What is the social/cultural background of the universe?
Some of the planets in the sector are backwater worlds with pre-industrial societies. Others are medium-tech worlds with enough resources and manufacturing capacity to purchase higher tech goods from other worlds in vast quantities. And, of course, many are high-tech worlds with multiple space stations, an interstellar navy, and mining and manufacturing colonies throughout their star system.

The governments on the various worlds range from republics, to constitutional monarchies, to dictatorships. They include theocracies, autocracies, and democracies. The societies themselves range from oppressive to permissive. In short, all of human culture is represented somewhere among the worlds of the Gold Road.

Are there telepaths or mages in the universe?
No. There are no psychic characters or psychic races in the universe. There is also no magic. This is simply a ground rule of the universe, like a law of physics.

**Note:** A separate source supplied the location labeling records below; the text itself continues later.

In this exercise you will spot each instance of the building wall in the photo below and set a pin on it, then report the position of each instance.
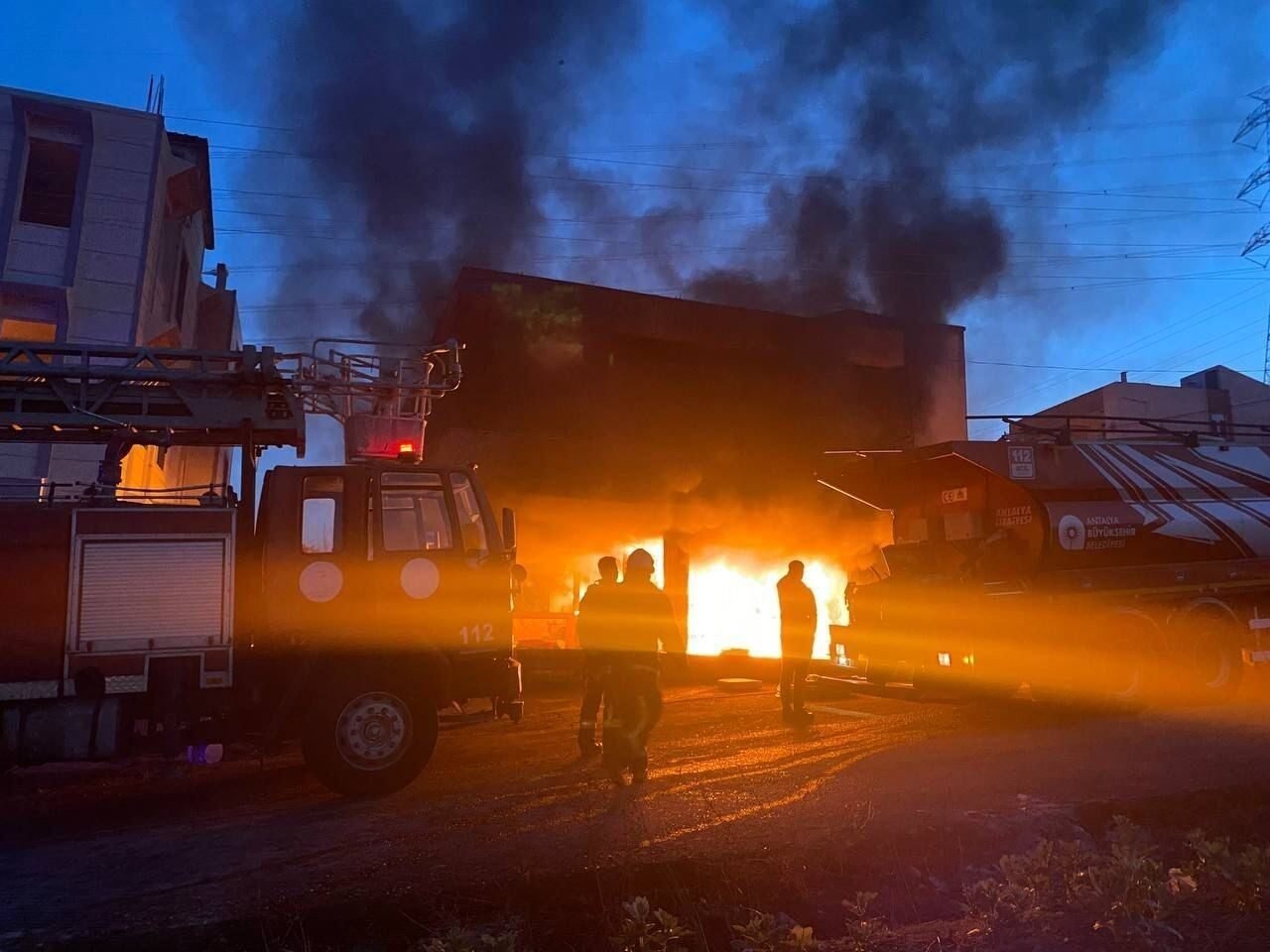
(1206, 402)
(112, 275)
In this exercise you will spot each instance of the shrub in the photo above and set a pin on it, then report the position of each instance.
(647, 929)
(1238, 881)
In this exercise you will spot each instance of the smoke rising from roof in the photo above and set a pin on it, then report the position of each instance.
(437, 135)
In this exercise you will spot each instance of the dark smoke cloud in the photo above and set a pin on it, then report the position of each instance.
(417, 121)
(432, 131)
(931, 85)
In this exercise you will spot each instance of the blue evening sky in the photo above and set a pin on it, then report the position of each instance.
(1127, 230)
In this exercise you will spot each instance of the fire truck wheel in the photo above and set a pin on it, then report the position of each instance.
(370, 735)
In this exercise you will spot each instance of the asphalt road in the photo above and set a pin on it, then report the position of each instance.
(128, 849)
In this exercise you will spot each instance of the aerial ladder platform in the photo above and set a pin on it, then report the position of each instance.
(252, 398)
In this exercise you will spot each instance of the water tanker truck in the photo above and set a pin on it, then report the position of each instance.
(1124, 571)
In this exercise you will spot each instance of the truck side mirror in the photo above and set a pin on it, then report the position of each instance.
(509, 532)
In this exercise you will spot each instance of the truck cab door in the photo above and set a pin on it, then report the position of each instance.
(316, 555)
(439, 578)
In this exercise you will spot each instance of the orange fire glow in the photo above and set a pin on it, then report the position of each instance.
(731, 598)
(731, 603)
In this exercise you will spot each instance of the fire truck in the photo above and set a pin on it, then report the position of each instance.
(345, 611)
(1121, 570)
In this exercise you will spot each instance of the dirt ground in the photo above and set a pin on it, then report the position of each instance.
(143, 849)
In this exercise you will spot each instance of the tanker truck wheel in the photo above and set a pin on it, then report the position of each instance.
(370, 735)
(1209, 656)
(1123, 658)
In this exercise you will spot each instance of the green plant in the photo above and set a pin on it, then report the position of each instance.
(1124, 890)
(1236, 880)
(647, 929)
(765, 932)
(460, 939)
(1032, 889)
(1130, 892)
(864, 932)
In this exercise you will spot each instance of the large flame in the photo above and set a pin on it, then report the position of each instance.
(731, 603)
(731, 597)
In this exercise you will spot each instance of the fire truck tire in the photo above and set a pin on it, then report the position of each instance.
(370, 735)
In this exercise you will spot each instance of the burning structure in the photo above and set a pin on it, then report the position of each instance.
(612, 419)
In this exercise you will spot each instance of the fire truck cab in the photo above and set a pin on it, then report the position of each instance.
(347, 610)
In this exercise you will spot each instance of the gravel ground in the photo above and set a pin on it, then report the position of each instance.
(132, 848)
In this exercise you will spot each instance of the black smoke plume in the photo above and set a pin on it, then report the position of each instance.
(439, 135)
(931, 86)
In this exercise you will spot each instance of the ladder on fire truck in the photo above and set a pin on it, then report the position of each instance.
(253, 398)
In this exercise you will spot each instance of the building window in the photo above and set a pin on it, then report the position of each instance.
(53, 178)
(182, 287)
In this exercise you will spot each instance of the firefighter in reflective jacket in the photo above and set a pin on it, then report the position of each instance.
(645, 622)
(798, 636)
(595, 619)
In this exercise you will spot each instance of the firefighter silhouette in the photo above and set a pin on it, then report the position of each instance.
(798, 636)
(645, 622)
(595, 619)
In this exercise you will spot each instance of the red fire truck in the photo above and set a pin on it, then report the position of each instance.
(358, 602)
(1125, 570)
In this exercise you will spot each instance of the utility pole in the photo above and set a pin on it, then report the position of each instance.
(1255, 134)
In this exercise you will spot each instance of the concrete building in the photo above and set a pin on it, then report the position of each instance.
(1215, 403)
(104, 221)
(611, 419)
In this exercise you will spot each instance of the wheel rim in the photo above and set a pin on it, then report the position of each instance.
(373, 731)
(1210, 658)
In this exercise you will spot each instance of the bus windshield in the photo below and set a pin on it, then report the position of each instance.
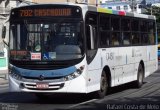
(44, 40)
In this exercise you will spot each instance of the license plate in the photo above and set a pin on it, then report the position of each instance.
(42, 85)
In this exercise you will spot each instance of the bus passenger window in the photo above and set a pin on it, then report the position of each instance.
(126, 37)
(135, 39)
(115, 39)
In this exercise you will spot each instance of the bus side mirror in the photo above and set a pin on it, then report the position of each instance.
(3, 32)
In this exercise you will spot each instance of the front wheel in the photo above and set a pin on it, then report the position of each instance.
(103, 86)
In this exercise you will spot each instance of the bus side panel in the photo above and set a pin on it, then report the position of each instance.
(109, 58)
(127, 61)
(151, 60)
(94, 73)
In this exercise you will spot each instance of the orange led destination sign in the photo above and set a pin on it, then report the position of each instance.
(45, 12)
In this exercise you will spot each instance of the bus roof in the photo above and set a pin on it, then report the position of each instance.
(87, 7)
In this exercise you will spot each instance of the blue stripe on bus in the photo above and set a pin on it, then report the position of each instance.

What are the project ships and how do they figure into stories?

Stories in the fanzine focus on the four project ships: Tai-Pan a medium-sized free merchant, Iktomé a larger merchant/pirate vessel, Quantum Lady a large luxury ship (resort city in space), and Ramanujan a training/science vessel (a small university campus in space). The four project ships ply the Gold Road, a sector on the far reaches of Known Space, approximately 300 light-years from Earth.

Virtually every story published in the fanzine either takes place aboard one of the project ships, or stars crew members from one of the project ships. Each project ship is very different. The typical crew member of the pirate ship, for example, would likely be out-of-place aboard the science vessel. Because the crew members are so different, the types of story which occur on each ship varies. See Sections 3-6 for more details.